5 Entertainment—Mom Style
Nursing every two hours, sleeping and staying in bed or on the couch can be mentally exhausting after awhile. Once we begin to recover, we can do more things besides scroll through Pinterest, upload pictures to Instagram and binge-watch shows on Netflix (though we’ll still do those anyway). According to Pregnancy and Baby, “Nothing can add to your stress level more than being housebound day after day with a new baby—particularly if he or she is fussy! Whether you decide to take the baby for a brisk winter walk or for a leisurely stroll through the mall, it's important to do whatever it takes to avoid getting cabin fever.”
4 More Than The Baby Blues
Knowing the signs for postpartum depression is important as well as getting our partner on board and having him on the look-out for any signs that we are missing (ya know, from all that lack of sleep and hormonal mood swings). According to Spark People, “Be honest with your feelings. I was so excited to show off my son, but I got so overwhelmed one day because I never got a break as a first-time mommy trying to learn to breastfeed. People were always at the house. Get your partner on the same wavelength and kick everyone out if need be.”
3 Getting Things In Order
After baby’s umbilical cord stump falls off, we can begin to establish a bedtime routine that involves a bath, snuggles and even reading a book or two as he nurses. This will help in the long run as baby figures out the difference between night and day. According to Fit Pregnancy, “However, if everybody creeps about and talks in whispers while he is asleep, there may come a time when he cannot sleep unless they do. It is therefore important to let him sleep through whatever sound level is normal for your household so that he does not come to expect a quietness that will make all your lives misery."

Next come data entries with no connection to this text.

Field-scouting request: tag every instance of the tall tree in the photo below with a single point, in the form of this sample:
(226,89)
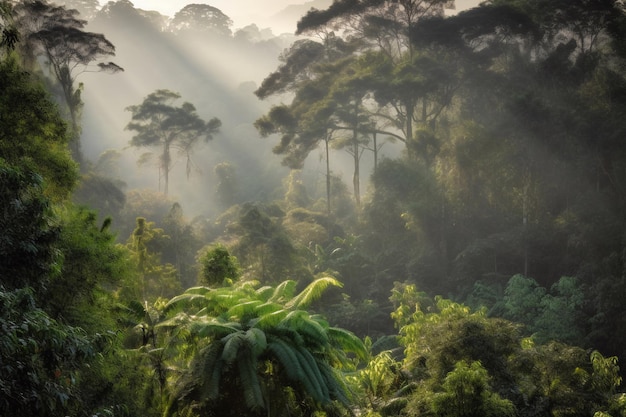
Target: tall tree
(57,34)
(201,18)
(158,123)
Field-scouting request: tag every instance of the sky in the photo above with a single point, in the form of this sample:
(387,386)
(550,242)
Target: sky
(243,12)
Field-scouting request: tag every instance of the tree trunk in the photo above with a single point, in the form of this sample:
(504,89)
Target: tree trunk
(326,140)
(356,178)
(165,163)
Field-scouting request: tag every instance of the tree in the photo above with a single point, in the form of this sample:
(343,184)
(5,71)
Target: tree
(33,135)
(218,267)
(56,34)
(159,124)
(39,358)
(87,8)
(201,18)
(9,35)
(156,279)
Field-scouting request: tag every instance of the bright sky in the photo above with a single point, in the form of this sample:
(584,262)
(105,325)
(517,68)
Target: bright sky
(242,12)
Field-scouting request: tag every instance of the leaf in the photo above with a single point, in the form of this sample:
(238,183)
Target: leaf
(312,292)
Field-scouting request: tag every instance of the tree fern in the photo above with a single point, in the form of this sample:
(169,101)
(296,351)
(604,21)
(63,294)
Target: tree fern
(209,327)
(286,356)
(256,341)
(312,292)
(250,384)
(285,290)
(318,390)
(232,345)
(347,342)
(311,330)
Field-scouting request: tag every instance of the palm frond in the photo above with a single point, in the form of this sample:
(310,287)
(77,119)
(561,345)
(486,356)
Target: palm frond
(210,327)
(284,290)
(335,382)
(264,293)
(347,342)
(232,345)
(271,319)
(313,331)
(250,382)
(313,382)
(312,292)
(286,356)
(184,299)
(256,340)
(242,309)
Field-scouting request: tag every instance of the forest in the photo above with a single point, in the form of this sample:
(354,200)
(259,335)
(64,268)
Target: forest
(397,210)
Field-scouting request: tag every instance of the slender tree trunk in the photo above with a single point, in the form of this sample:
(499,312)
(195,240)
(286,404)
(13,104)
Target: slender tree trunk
(166,166)
(375,151)
(410,108)
(356,180)
(326,140)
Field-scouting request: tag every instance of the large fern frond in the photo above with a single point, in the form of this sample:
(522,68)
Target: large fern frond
(271,319)
(232,345)
(213,328)
(313,331)
(284,354)
(284,291)
(256,340)
(185,299)
(250,382)
(312,292)
(313,381)
(347,341)
(243,309)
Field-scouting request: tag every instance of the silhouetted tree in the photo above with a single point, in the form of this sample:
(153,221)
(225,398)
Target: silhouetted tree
(201,18)
(56,34)
(159,124)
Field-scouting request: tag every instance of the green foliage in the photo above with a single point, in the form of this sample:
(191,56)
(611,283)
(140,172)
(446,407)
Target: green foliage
(466,392)
(30,232)
(32,133)
(260,343)
(40,358)
(555,315)
(156,279)
(91,266)
(218,266)
(160,124)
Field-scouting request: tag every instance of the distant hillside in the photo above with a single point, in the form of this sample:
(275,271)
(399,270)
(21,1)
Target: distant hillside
(288,18)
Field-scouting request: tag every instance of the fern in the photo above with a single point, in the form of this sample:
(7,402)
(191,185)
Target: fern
(270,319)
(318,390)
(209,327)
(243,309)
(250,383)
(232,345)
(286,356)
(284,290)
(186,298)
(256,340)
(312,292)
(348,342)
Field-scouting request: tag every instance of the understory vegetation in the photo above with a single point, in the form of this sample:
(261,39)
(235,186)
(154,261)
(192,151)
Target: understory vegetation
(481,271)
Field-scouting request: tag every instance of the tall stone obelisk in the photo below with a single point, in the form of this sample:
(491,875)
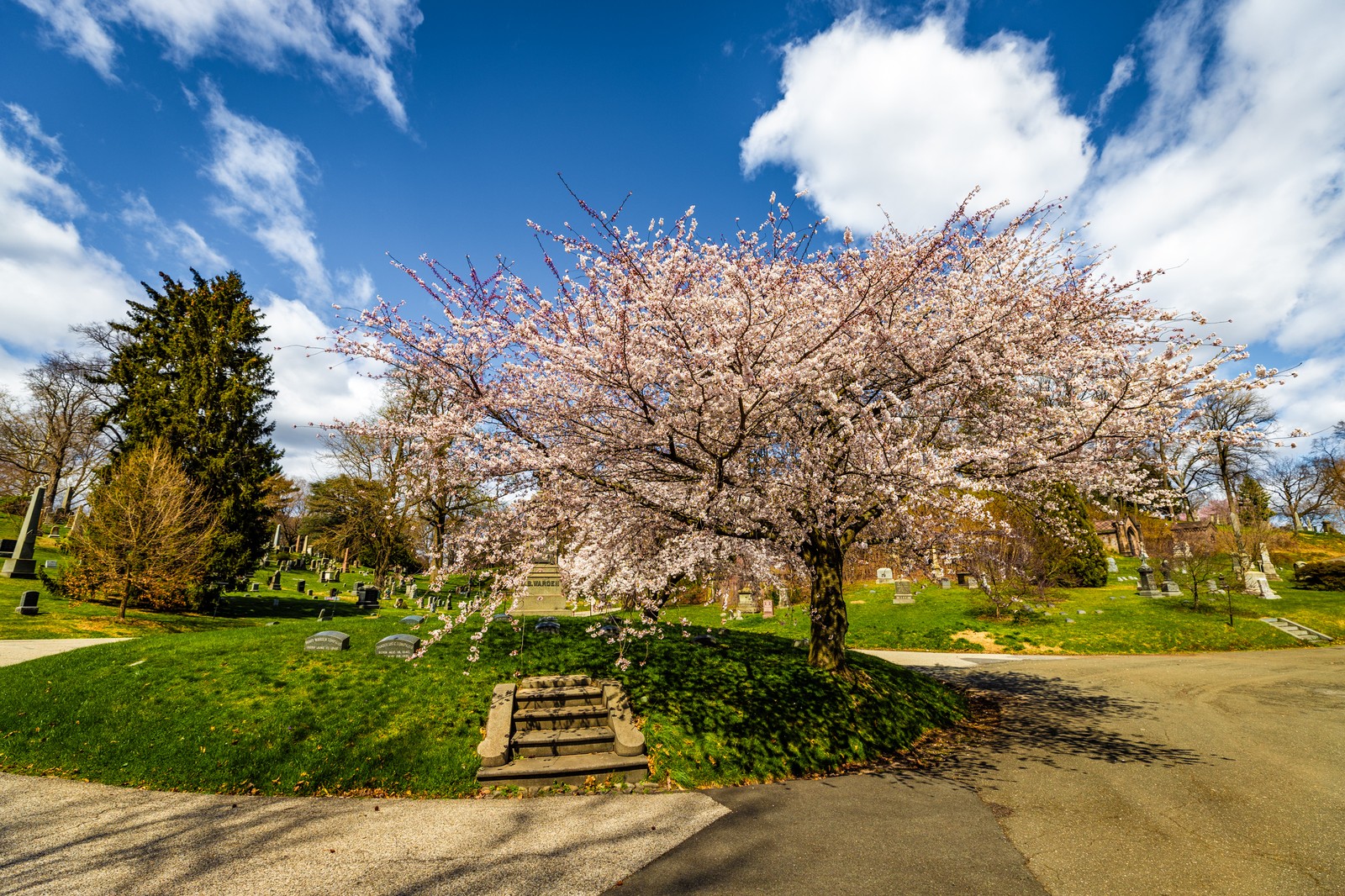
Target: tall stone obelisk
(20,564)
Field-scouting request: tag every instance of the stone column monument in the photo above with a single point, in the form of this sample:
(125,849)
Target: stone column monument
(20,564)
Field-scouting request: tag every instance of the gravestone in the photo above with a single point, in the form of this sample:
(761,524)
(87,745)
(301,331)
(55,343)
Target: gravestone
(397,646)
(327,640)
(1147,586)
(20,564)
(1268,564)
(367,598)
(1257,586)
(545,595)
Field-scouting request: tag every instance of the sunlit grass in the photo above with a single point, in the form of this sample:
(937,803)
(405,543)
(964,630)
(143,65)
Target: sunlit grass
(251,710)
(1113,620)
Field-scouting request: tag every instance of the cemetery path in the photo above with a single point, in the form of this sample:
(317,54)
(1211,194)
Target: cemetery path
(1214,774)
(17,650)
(1105,775)
(89,840)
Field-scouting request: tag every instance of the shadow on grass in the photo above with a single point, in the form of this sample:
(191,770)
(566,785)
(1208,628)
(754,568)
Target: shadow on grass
(750,708)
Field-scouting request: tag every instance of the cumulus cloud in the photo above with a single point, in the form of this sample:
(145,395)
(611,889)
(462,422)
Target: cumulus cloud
(261,171)
(347,42)
(309,383)
(49,276)
(178,240)
(914,120)
(1232,175)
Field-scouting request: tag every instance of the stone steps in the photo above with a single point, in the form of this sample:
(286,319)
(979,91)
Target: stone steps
(553,717)
(572,696)
(565,770)
(1298,631)
(564,741)
(560,730)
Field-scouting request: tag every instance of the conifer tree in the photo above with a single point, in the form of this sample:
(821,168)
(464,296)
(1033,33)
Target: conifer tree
(188,369)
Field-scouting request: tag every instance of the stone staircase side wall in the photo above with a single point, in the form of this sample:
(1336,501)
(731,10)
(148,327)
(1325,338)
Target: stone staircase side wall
(630,741)
(499,727)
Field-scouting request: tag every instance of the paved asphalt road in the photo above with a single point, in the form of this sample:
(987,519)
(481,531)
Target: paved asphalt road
(1147,775)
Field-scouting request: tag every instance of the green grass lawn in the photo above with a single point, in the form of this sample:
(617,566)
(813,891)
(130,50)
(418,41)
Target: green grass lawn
(249,710)
(1114,620)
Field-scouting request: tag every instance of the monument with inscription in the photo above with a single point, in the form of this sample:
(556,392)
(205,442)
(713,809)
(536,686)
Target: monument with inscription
(397,646)
(544,596)
(327,640)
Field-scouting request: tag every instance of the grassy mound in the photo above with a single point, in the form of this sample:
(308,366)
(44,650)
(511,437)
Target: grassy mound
(249,710)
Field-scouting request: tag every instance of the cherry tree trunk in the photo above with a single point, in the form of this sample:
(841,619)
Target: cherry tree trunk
(826,645)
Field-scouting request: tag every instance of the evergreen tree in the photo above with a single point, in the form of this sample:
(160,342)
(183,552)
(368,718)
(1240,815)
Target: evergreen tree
(1254,501)
(188,369)
(1067,533)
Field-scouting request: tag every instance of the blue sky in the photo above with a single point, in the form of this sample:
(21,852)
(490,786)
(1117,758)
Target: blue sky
(300,143)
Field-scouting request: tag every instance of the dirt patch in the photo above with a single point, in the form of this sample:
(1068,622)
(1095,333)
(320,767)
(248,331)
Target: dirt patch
(982,638)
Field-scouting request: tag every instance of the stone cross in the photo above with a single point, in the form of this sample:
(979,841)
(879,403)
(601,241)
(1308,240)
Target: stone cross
(20,564)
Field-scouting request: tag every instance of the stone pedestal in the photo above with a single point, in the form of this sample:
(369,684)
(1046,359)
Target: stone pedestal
(1257,586)
(1147,584)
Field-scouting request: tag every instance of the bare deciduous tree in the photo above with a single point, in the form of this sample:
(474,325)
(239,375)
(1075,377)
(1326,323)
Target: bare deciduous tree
(148,533)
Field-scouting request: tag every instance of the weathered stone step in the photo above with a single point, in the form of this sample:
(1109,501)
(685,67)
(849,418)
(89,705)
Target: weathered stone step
(1297,630)
(551,717)
(567,770)
(564,741)
(553,681)
(578,696)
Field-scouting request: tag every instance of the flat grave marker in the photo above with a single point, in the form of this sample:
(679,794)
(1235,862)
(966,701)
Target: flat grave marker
(397,646)
(327,640)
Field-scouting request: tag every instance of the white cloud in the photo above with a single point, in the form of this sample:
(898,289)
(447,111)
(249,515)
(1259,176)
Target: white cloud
(313,387)
(349,42)
(178,240)
(49,277)
(1232,177)
(261,170)
(912,120)
(78,30)
(1122,73)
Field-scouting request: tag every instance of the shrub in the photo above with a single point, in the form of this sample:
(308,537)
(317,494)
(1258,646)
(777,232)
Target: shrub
(1324,575)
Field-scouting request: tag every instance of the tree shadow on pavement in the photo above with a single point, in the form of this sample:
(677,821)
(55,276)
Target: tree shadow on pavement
(1022,719)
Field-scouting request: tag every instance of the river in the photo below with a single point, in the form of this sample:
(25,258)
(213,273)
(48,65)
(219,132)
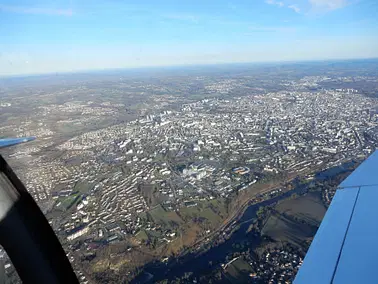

2 Take Time To Smell The Roses
Finally, after all the sleeping, diapering, feeding and fussing, we get to actually sit back periodically and enjoy our brand new baby. There will be plenty of pictures taken and hours spent just staring at the baby as they sleep or nurse or blink at us. This is when we as a family are supposed to bond the most, and it’s probably the best part of the whole first month. As Spark People, “Journal or blog about ‘a day in the life of your baby.’ I did this when my son was 10 days old. I wrote what he did, how long he slept that day.”
1 Dad's In The Doldrums
News flash: postpartum depression doesn't only impact moms. Many new fathers also have difficulty adjusting to the life change that a newborn brings. Sleep deprivation, a lack of intimacy with his partner, suddenly being last on the list of important people in the house, and much more can leave Dad feeling unloved and unsupported. If he's not living up to your ideal expectations, make sure there isn't something more serious brewing. As it turns out, Parents reports a quarter of all new dads struggle with depression.